After Devin Sidell discovered she had the BRCA genetic mutation, meaning she had a higher chance of developing breast cancer, she realized there weren't any movies about what it's like to learn that news.

So she decided to make one herself.

"I had the idea when I was coming out of anesthesia from my preventive double mastectomy surgery," Sidell tells PEOPLE exclusively about Love, Danielle, the bittersweet comedy that's based on her real-life experience.

"There's nothing out there in entertainment about this sort of situation that I've just been through, these difficult decisions that you're forced to make when you have a BRCA gene mutation. And I thought, 'Wow, it would have been really amazing to have something I could have watched when I was going through this, so that I could learn, and feel not so alone.' "

Lady Parts Productions

"Love, Danielle" is available on Apple TV+ Oct. 3, 2025.

Sidell — who has appeared in Brooklyn Nine-Nine and The Young and the Restless — wrote and stars in the film, which also features Jamie King (playing her sister Amy, a role based on Sidell's real-life sister Holly, who also had breast cancer), Lesley Ann Warren (a role based on her mother, who had ovarian cancer), and Barry Bostwick (as her father).

In the film, Warren's character doesn't have cancer. But after Sidell's mother was diagnosed with ovarian cancer, she decided to undergo genetic testing. It was her sister's real-life breast cancer diagnosis that pushed Sidell to undergo preventative surgeries.

"Even though I assumed I was going to be positive for the BRCA1 mutation, I still cried. It was still a shock. I remember putting the phone on speaker. My husband was there and listening to the ob-gyn give me the results," Sidell tells PEOPLE about the genetic mutation, which "significantly increases your risk of cancer," the Cleveland Clinic explains.

Courtesy of Devin Sidell

Devin Sidell and her mother, Mary

"I got very emotional. I think I was hoping maybe, somehow, I secretly would be able to avoid it — and that was not the case."

As in real life, in Love, Danielle — available Oct. 3 on video-on-demand platforms like Apple TV+ — Sidell's character decides to undergo preventive surgery. She struggles with unsympathetic friends who question her choice, largely focused on the idea that Sidell would no longer be able to get pregnant. But "isn't my life more important than future hypothetical biological children?" Sidell says.

After her mastectomy, the Los Angeles native put her real-life reconstructive surgery on hold so she could include her post-mastectomy body in the film. "It was so important to me to show what my body looked like and what people actually have to go through in that situation," she says.

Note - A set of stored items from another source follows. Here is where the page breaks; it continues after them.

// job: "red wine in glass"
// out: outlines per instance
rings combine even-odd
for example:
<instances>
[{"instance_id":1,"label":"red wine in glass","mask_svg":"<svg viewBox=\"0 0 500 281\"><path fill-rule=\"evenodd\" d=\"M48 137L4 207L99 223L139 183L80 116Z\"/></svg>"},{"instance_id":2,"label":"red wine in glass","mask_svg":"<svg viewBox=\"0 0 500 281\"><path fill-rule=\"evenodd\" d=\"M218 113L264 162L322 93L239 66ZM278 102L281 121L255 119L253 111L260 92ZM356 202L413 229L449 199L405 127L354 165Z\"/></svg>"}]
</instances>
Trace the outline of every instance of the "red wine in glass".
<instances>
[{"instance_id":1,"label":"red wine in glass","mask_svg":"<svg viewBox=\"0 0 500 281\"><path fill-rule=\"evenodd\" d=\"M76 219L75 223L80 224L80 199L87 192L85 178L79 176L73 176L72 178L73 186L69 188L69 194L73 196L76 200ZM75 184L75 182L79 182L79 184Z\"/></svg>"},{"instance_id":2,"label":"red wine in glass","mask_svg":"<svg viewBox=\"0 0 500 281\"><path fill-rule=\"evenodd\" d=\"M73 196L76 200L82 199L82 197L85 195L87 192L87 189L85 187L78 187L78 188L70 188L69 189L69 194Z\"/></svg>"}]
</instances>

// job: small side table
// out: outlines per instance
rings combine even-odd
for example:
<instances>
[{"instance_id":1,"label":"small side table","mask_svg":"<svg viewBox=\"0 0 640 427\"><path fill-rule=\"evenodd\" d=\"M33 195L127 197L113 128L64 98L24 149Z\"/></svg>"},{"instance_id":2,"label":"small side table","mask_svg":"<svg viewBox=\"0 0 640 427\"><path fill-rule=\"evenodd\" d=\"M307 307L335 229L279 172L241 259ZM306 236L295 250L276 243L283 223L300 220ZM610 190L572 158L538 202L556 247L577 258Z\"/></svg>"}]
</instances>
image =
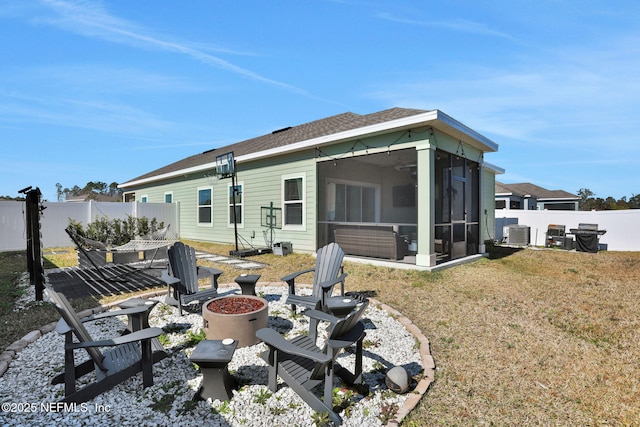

During a pivotal scene where her character, Danielle, looks at her post-mastectomy body in the mirror, "it was actually filmed in my own home, where I truly had been standing looking in the mirror after I had my surgery," she tells PEOPLE. "I felt very exposed. I was re-experiencing those feelings that I felt when I really did look at my body for the first time."

Ultimately, she tells PEOPLE, "I'm still very glad I did it. I think it's important to everybody who has been through this … If we have to go through this, everyone should know. It shouldn't be some sort of secret."

And while, yes, it's about cancer, Love, Danielle is ultimately a comedy, largely centered around the main character's challenging family and "how a dysfunctional family deals with some health issues," she says. "And I think it was important for us to bring in the comedy so it wasn't just another sort of cancer movie that focused on all the negatives."

Lady Parts Productions

Devin Sidell (left) and Jamie King in "Love, Danielle"

When people finish watching Love, Danielle, she says she hopes it will "encourage conversation around hereditary cancers."

"That's the most we can do — we're not hoping to make decisions for people. We are not trying to push one avenue versus another. We want to be able to give as much information as we can to people for them to make their own decisions, and it really starts with talking about it and finding out your family history."